I tried my best to work as quickly as possible.  I did all of the planning and drew all of the final comics in my 8 1/2″ x 11″ sketchbook–planning on the left side of the book, comics on the right:


Keeping all the work in a sketchbook rather than drawing on my usual bristol board helped to keep the work feeling loose and low-pressure.  Sometimes I would just jot down a few notes and draw from there:



Sometimes I’d write out text, and would sketch a little panel layout:





Usually changes would happen in the translation from sketch to finished page.

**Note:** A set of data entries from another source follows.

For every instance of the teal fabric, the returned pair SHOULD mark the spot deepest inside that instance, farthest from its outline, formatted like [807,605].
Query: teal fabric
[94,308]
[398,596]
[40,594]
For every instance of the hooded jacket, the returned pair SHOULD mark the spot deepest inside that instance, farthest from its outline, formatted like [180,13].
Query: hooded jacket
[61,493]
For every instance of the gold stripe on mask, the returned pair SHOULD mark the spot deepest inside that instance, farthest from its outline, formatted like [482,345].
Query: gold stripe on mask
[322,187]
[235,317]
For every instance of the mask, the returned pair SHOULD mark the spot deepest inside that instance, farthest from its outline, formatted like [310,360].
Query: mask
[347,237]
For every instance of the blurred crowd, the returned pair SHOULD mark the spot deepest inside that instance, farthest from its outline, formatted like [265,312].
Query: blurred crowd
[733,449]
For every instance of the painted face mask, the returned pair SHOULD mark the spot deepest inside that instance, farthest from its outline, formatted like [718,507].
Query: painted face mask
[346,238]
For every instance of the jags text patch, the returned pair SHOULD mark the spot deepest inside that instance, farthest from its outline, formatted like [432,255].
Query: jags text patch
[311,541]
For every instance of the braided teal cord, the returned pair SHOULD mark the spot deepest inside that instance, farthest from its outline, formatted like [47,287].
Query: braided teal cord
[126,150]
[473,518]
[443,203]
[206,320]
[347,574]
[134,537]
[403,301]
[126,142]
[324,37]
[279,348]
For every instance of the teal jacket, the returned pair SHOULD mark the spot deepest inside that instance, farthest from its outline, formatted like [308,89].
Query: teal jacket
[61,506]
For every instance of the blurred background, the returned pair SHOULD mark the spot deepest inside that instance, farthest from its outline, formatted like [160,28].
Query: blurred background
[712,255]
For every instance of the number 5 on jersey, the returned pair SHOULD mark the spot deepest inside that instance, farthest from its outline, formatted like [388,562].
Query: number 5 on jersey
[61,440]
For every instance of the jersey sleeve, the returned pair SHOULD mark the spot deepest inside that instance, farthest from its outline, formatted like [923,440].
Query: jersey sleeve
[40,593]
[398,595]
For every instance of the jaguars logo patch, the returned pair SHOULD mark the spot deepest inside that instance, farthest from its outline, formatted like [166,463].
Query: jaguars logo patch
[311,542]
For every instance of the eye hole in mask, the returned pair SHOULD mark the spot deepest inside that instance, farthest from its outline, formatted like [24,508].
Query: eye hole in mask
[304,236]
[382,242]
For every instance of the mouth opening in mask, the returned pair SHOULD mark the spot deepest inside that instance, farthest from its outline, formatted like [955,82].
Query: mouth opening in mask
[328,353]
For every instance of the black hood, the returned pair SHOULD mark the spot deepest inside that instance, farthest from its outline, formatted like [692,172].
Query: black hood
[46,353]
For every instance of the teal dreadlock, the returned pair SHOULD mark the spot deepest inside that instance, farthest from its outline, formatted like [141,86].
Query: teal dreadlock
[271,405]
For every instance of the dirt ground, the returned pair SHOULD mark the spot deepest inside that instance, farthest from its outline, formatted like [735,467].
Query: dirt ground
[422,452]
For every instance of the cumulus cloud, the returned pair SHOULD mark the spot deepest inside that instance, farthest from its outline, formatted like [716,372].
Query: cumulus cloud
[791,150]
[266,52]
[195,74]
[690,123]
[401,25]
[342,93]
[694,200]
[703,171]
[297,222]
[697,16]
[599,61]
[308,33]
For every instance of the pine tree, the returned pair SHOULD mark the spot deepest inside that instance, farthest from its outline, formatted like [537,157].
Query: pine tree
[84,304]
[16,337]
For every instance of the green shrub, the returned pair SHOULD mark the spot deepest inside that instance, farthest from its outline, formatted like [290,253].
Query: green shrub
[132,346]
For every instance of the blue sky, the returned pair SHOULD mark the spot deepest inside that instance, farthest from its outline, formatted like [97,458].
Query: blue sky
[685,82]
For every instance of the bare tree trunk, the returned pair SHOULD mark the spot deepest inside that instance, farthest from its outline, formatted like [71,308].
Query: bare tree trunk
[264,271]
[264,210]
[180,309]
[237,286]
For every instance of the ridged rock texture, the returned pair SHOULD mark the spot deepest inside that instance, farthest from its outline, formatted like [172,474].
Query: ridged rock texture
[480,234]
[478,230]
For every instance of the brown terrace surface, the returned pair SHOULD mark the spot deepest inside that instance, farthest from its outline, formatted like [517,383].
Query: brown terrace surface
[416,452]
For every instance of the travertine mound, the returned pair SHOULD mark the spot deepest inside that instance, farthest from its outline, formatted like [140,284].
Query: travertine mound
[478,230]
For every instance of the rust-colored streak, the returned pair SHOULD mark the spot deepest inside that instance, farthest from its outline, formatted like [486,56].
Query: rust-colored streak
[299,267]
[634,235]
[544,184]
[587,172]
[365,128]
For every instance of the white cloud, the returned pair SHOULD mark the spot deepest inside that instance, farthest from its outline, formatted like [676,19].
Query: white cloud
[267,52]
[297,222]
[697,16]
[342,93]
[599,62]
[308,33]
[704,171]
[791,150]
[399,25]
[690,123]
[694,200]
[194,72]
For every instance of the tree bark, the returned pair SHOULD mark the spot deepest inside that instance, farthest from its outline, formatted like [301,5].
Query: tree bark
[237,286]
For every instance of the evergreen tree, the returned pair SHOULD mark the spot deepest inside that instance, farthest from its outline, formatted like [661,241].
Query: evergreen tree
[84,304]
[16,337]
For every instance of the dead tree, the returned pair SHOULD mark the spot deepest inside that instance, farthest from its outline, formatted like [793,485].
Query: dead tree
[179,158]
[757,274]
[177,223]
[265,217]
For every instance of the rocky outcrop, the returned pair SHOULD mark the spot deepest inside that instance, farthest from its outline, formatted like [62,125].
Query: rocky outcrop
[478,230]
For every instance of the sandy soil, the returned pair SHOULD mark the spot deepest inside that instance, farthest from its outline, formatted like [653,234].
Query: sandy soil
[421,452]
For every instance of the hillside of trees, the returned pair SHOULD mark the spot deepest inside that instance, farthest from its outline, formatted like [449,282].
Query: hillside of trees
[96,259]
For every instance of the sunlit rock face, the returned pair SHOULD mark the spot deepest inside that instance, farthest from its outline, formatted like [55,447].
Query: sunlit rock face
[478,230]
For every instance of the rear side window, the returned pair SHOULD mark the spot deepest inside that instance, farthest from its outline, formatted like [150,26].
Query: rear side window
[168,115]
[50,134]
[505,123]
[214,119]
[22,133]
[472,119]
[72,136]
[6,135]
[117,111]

In any case, that second rule, the one about two hours per page–that one got thrown out of the window almost instantly.  Even the loosest crowd scenes can take me over two hours, and even the quickest of ink wash/shading eats up time.  So basically what would happen is I’d fall behind in drawing, and then fall behind in my notes, and then I’d have to go back and jot down what I’d remembered over the prior two or three days. I also ran out of pages in my sketchbook!  So…here’s what the notes on each day had turned into by the end:


And, truth be told…I am still catching up with the last of these.  Sometimes I am mad at myself for my long, slogging pace, and for the immediacy of memories that has been sacrificed as a result.  But I’ve found that as I work on these comics, fleshing out my minimal sketches and sentence fragments, the days do come back to me.  And I’m happy that I’ve stuck with it (and am continuing to stick).  More comics to follow.